In addition to the math module, and the float method, an infinity can also be assigned using NumPy’s np.inf constant.

NumPy also follows IEEE 754 standard for storing floating-point numbers, and so the value of np.inf is equal to float("inf") and math.inf. The datatype of np.inf is also float.

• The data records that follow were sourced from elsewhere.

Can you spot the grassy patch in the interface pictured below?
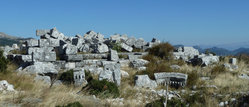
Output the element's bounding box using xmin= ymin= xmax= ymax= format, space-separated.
xmin=0 ymin=50 xmax=9 ymax=73
xmin=149 ymin=42 xmax=174 ymax=60
xmin=145 ymin=97 xmax=186 ymax=107
xmin=211 ymin=65 xmax=227 ymax=75
xmin=83 ymin=79 xmax=119 ymax=98
xmin=56 ymin=102 xmax=83 ymax=107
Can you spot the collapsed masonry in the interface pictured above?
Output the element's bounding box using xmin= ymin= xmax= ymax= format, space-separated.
xmin=4 ymin=28 xmax=226 ymax=88
xmin=7 ymin=28 xmax=160 ymax=85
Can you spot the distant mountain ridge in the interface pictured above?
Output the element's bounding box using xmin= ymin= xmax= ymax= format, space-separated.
xmin=0 ymin=32 xmax=31 ymax=46
xmin=193 ymin=46 xmax=249 ymax=56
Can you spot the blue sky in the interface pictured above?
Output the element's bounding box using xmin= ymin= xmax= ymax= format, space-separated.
xmin=0 ymin=0 xmax=249 ymax=45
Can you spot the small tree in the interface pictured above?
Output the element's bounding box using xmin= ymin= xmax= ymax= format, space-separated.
xmin=0 ymin=50 xmax=8 ymax=73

NumPy’s infinity constant can also be accessed using several aliases such as np.Infinity, np.Inf, and np.infty.
NumPy also defines separate constants for positive and negative infinities. Positive infinity can be accessed using np.PINF (alias for np.inf), and the negative infinity can be accessed using the constant np.NINF.

import numpy as np
import math
a = np.inf
print(f"value of a = {a}")
print(f"np.inf == float('Infinity') evaluates to {np.inf == float('Infinity')}")
print(f"np.inf == math.inf evaluates to {np.inf == math.inf}")
print(f"dataype of np.inf is {type(np.inf)}")
print(f"np.PINF evaluates to {np.PINF}")
print(f"np.NINF evaluates to {np.NINF}")
print(f"np.PINF is np.inf evaluates to {np.PINF is np.inf}") #alias check

Output:

NumPy also has methods to find out whether a value is an infinity or not. It also has separate methods to check if the value is positive or negative infinity.

b = np.inf
print(f"b = {b}")
print(f"np.isinf(b): {np.isinf(b)}")
print(f"np.isposinf(b): {np.isposinf(b)}")
print(f"np.isneginf(b): {np.isneginf(b)}")
c = np.NINF
print(f"\nc = {c}")
print(f"np.isneginf(c): {np.isneginf(c)}")

Output:

Note that we can also pass NumPy arrays to these methods; it will return an array of boolean values, denoting positions in the array where the value is infinity.

x = np.array([1,8, float("inf"), 10, 99, -math.inf]).reshape((2,3))
print(f"x:\n {x}\n")
print(f"np.isinf(x):\n{np.isinf(x)}\n")
print(f"np.isneginf(x):\n{np.isneginf(x)}\n")
print(f"np.isposinf(x):\n{np.isposinf(x)}\n")

Output:

 

Checking for Positive or Negative Infinity

In some cases, you may want to check if a value is positive infinity or negative infinity specifically. NumPy provides two convenient functions for this: np.isposinf() and np.isneginf().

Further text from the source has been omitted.